Mass photometry measures mass distributions of biomolecules and viral particles in solution with high resolution and sensitivity. Because it measures each particle individually, this technique provides information on sample heterogeneity and, as Refeyn data have shown, the presence of aggregates. Relatively small sample volumes (at a lower concentration than for AUC) are sufficient, and this method requires no sample preparation, so data can be obtained and evaluated in minutes. The Refeyn SamuxMP mass photometer is optimized for AAV analysis, providing results that are comparable to those of cryo-TEM and SV-AUC (Figure 1).

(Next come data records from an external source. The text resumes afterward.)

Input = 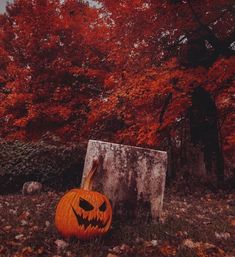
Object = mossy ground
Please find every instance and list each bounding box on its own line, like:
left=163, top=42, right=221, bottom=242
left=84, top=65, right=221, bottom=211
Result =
left=0, top=187, right=235, bottom=257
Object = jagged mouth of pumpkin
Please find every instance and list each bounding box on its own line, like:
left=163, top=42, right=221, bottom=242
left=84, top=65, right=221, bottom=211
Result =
left=72, top=207, right=109, bottom=229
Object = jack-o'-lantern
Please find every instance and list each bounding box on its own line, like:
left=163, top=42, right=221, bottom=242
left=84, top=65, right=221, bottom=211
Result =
left=55, top=161, right=112, bottom=239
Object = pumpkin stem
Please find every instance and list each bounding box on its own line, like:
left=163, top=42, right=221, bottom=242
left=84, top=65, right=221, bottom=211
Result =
left=83, top=160, right=99, bottom=190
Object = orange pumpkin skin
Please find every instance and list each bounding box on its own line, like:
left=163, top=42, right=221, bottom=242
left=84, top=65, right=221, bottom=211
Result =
left=55, top=189, right=112, bottom=239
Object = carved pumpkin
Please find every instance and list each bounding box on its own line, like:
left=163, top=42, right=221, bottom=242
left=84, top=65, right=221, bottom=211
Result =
left=55, top=161, right=112, bottom=239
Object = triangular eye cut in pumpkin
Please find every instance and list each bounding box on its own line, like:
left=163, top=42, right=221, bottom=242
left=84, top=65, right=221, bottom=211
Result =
left=55, top=161, right=112, bottom=239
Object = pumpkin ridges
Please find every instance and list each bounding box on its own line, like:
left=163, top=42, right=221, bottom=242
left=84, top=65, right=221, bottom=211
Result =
left=55, top=156, right=112, bottom=239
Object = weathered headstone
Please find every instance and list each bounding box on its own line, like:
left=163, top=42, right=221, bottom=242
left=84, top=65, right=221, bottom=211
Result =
left=82, top=140, right=167, bottom=220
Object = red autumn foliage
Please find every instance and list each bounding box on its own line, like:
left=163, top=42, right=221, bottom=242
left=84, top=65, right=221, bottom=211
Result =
left=0, top=0, right=235, bottom=181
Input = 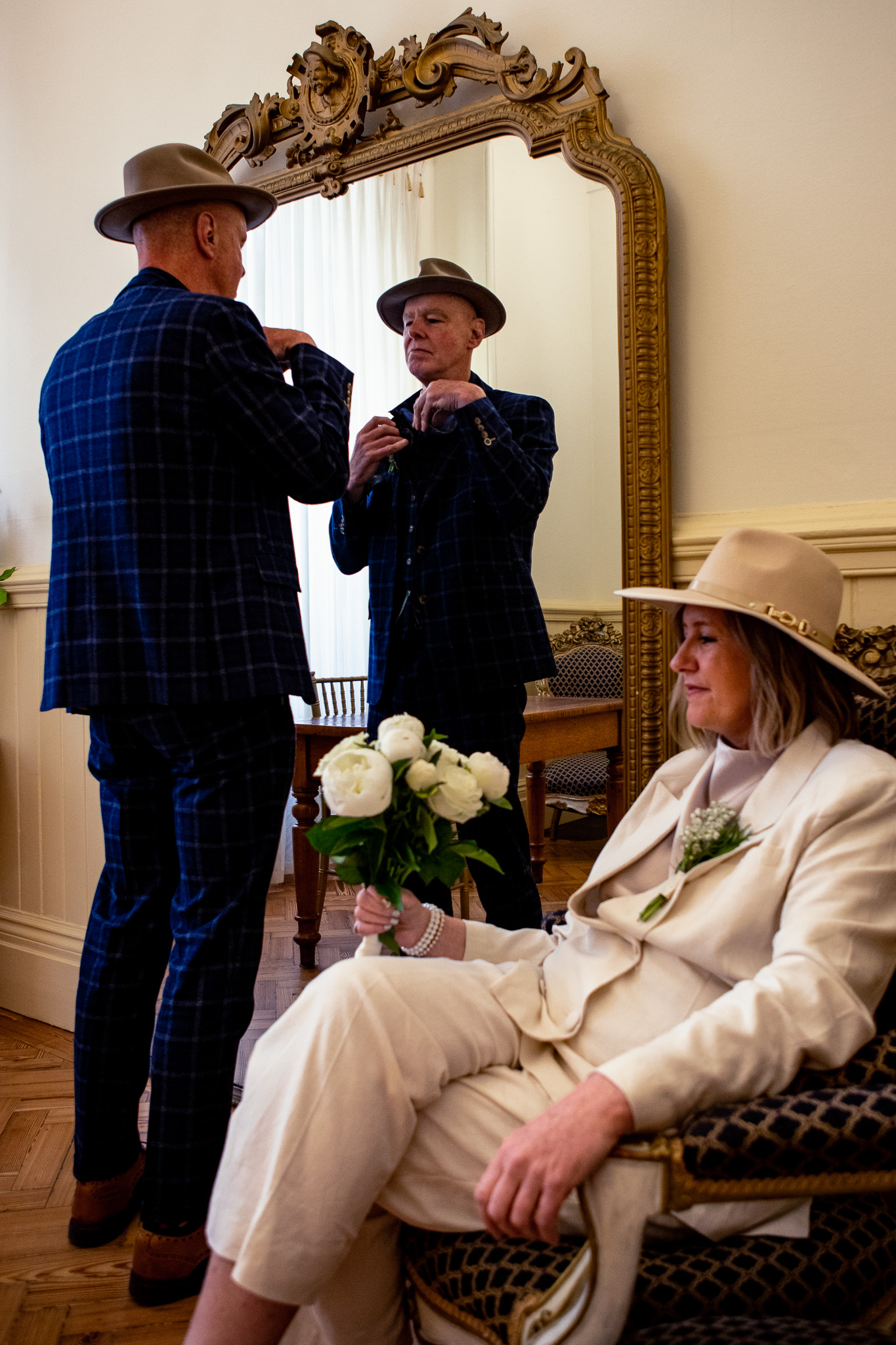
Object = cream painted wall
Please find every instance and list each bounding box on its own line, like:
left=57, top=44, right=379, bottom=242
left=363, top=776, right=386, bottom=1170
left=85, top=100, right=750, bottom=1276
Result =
left=0, top=0, right=896, bottom=563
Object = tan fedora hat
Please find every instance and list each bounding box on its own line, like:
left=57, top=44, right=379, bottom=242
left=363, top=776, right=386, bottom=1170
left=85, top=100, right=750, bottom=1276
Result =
left=616, top=527, right=885, bottom=695
left=376, top=257, right=507, bottom=336
left=94, top=145, right=277, bottom=244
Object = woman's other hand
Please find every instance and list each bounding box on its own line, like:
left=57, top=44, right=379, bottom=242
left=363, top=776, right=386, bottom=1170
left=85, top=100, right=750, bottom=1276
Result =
left=474, top=1073, right=634, bottom=1243
left=354, top=888, right=430, bottom=947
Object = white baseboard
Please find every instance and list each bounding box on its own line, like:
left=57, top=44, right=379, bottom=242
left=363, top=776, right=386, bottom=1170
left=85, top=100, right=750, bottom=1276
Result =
left=0, top=906, right=85, bottom=1032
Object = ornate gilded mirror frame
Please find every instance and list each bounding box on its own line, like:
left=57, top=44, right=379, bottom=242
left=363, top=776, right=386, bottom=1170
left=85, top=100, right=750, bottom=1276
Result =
left=205, top=9, right=672, bottom=802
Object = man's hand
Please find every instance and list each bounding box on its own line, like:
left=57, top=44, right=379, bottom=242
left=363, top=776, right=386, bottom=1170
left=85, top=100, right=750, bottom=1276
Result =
left=262, top=327, right=317, bottom=368
left=474, top=1073, right=634, bottom=1243
left=414, top=378, right=485, bottom=429
left=345, top=416, right=407, bottom=504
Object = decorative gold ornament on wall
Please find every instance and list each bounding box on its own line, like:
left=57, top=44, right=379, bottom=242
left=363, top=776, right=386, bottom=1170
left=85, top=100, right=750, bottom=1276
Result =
left=205, top=9, right=672, bottom=802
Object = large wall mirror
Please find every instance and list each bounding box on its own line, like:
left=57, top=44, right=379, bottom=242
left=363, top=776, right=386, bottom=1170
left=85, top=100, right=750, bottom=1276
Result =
left=207, top=11, right=670, bottom=802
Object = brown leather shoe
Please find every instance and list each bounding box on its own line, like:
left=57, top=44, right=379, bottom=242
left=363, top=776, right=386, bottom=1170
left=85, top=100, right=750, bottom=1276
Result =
left=68, top=1151, right=146, bottom=1246
left=127, top=1228, right=211, bottom=1308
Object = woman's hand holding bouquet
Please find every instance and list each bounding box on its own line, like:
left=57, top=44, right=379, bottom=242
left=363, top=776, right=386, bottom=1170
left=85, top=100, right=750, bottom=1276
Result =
left=308, top=714, right=511, bottom=954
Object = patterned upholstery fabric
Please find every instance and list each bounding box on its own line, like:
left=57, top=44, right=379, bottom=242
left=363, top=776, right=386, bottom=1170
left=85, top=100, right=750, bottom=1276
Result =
left=629, top=1195, right=896, bottom=1340
left=544, top=644, right=622, bottom=803
left=402, top=1224, right=586, bottom=1345
left=620, top=1317, right=892, bottom=1345
left=683, top=1083, right=896, bottom=1181
left=548, top=644, right=622, bottom=697
left=854, top=694, right=896, bottom=756
left=403, top=1195, right=896, bottom=1345
left=544, top=752, right=608, bottom=799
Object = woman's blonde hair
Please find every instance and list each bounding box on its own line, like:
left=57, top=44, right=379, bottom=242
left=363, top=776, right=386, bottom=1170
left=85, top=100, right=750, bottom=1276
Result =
left=669, top=608, right=857, bottom=756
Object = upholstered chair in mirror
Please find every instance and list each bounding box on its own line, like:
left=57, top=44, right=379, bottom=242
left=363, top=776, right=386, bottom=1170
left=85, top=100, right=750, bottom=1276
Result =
left=544, top=617, right=624, bottom=841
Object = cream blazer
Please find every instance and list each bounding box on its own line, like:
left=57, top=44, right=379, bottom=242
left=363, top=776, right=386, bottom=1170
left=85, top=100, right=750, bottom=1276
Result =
left=465, top=724, right=896, bottom=1130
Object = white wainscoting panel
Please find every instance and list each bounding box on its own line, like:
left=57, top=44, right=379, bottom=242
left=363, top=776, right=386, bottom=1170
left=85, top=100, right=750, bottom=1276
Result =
left=0, top=566, right=104, bottom=1029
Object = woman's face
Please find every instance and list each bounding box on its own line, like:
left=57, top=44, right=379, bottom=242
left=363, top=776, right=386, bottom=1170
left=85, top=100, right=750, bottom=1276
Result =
left=669, top=607, right=752, bottom=748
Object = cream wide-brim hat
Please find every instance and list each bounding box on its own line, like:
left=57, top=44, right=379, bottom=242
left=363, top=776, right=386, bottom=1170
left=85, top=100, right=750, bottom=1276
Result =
left=376, top=257, right=507, bottom=336
left=94, top=144, right=277, bottom=244
left=616, top=527, right=887, bottom=695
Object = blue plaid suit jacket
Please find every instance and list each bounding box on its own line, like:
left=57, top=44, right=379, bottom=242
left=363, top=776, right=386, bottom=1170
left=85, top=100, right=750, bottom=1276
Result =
left=40, top=268, right=352, bottom=710
left=330, top=374, right=557, bottom=705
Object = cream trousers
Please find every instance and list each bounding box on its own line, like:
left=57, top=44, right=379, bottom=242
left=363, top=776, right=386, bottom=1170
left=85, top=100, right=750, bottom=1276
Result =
left=207, top=958, right=582, bottom=1345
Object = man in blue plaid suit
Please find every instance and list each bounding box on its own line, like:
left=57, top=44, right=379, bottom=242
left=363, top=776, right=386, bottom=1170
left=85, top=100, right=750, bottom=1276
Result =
left=40, top=145, right=352, bottom=1304
left=330, top=257, right=557, bottom=929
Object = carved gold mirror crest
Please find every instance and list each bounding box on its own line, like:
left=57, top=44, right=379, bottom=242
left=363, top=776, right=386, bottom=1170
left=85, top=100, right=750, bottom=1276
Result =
left=205, top=9, right=672, bottom=802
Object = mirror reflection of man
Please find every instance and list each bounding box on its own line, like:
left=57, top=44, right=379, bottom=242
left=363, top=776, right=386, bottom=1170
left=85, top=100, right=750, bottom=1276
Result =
left=330, top=257, right=557, bottom=929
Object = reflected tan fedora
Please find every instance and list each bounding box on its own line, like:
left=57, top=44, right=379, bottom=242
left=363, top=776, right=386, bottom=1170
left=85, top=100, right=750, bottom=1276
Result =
left=376, top=257, right=507, bottom=336
left=94, top=145, right=277, bottom=244
left=616, top=527, right=885, bottom=695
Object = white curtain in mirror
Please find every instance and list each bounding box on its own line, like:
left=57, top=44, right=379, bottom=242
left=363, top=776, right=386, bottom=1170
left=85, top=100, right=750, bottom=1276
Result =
left=238, top=167, right=425, bottom=688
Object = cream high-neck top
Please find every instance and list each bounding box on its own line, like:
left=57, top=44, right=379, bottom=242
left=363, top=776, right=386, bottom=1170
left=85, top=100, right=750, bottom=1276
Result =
left=601, top=738, right=780, bottom=900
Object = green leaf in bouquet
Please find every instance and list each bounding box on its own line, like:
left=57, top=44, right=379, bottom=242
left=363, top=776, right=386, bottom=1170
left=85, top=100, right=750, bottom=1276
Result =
left=305, top=818, right=370, bottom=854
left=336, top=860, right=364, bottom=884
left=430, top=850, right=466, bottom=888
left=373, top=878, right=402, bottom=910
left=453, top=841, right=503, bottom=873
left=379, top=929, right=407, bottom=958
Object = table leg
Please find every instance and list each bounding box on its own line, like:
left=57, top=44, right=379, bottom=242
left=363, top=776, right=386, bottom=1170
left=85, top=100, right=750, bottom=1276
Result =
left=525, top=761, right=544, bottom=882
left=293, top=780, right=321, bottom=967
left=607, top=748, right=625, bottom=837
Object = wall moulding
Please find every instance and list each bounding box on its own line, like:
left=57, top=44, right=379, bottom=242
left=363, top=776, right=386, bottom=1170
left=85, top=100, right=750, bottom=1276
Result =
left=0, top=565, right=50, bottom=611
left=673, top=500, right=896, bottom=628
left=205, top=9, right=672, bottom=802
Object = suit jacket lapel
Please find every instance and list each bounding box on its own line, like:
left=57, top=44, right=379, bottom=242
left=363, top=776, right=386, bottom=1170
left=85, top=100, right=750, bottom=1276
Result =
left=570, top=722, right=830, bottom=927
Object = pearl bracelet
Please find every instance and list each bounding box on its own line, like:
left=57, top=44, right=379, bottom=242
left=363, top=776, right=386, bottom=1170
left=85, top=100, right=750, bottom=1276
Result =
left=402, top=901, right=444, bottom=958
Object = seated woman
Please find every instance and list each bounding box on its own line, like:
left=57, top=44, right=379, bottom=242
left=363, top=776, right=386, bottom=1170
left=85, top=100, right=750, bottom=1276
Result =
left=186, top=529, right=896, bottom=1345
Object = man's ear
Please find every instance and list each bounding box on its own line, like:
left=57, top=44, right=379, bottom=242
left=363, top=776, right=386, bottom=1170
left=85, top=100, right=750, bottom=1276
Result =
left=194, top=209, right=218, bottom=261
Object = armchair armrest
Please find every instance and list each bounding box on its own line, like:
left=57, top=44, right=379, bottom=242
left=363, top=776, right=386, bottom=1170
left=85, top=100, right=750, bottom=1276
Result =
left=614, top=1033, right=896, bottom=1210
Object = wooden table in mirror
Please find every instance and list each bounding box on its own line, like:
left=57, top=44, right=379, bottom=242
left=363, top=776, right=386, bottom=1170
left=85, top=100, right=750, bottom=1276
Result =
left=293, top=695, right=624, bottom=967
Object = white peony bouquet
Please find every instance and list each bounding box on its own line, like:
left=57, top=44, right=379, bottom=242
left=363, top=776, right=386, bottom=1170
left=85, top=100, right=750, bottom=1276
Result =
left=307, top=714, right=511, bottom=954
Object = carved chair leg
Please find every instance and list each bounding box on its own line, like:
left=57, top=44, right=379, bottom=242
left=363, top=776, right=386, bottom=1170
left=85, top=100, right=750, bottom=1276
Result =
left=316, top=791, right=329, bottom=935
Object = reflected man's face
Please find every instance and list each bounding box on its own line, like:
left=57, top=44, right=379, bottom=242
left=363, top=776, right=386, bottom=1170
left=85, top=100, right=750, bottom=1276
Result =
left=404, top=295, right=485, bottom=385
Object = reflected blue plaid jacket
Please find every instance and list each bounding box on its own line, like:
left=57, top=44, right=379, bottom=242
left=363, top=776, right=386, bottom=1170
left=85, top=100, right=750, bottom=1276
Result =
left=40, top=268, right=352, bottom=710
left=330, top=374, right=557, bottom=705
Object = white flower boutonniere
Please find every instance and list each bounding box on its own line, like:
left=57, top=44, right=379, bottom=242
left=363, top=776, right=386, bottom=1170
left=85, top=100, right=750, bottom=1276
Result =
left=638, top=803, right=750, bottom=920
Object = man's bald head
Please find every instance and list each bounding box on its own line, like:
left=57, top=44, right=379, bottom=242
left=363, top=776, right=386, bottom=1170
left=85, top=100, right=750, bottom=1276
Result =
left=133, top=200, right=246, bottom=299
left=403, top=295, right=485, bottom=385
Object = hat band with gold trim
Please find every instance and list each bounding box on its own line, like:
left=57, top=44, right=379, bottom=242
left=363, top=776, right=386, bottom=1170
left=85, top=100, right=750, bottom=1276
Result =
left=688, top=580, right=834, bottom=650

ELISA–qPCR is a well-established, sensitive, and specific method to quantify capsid and genome titers for determination of empty/full AAV capsid ratios. However, it is serotype dependent and can be too laborious and time-consuming for routine use (4). Additionally, the method provides limited accuracy and reproducibility because of the combined variability of ELISAs and qPCR.

Comparing Technologies
Sample throughput can be a concern in characterization of heterogeneous AAV populations during mass production of AAV vectors for gene therapies. SamuxMP mass photometry technology has been tailored to address that. Compared with cryo-TEM and SV-AUC, this system

• requires minimal training and prior knowledge for benchtop analysis
• works with just 10–20 μL of sample at a low concentration (1011 particles/mL) so that far less material is lost to analysis
• processes samples in minutes rather than hours, better facilitating effective manufacturing.

Those attributes make Refeyn’s SamuxMP system an ideal candidate for processing AAV capsids in an industrial context.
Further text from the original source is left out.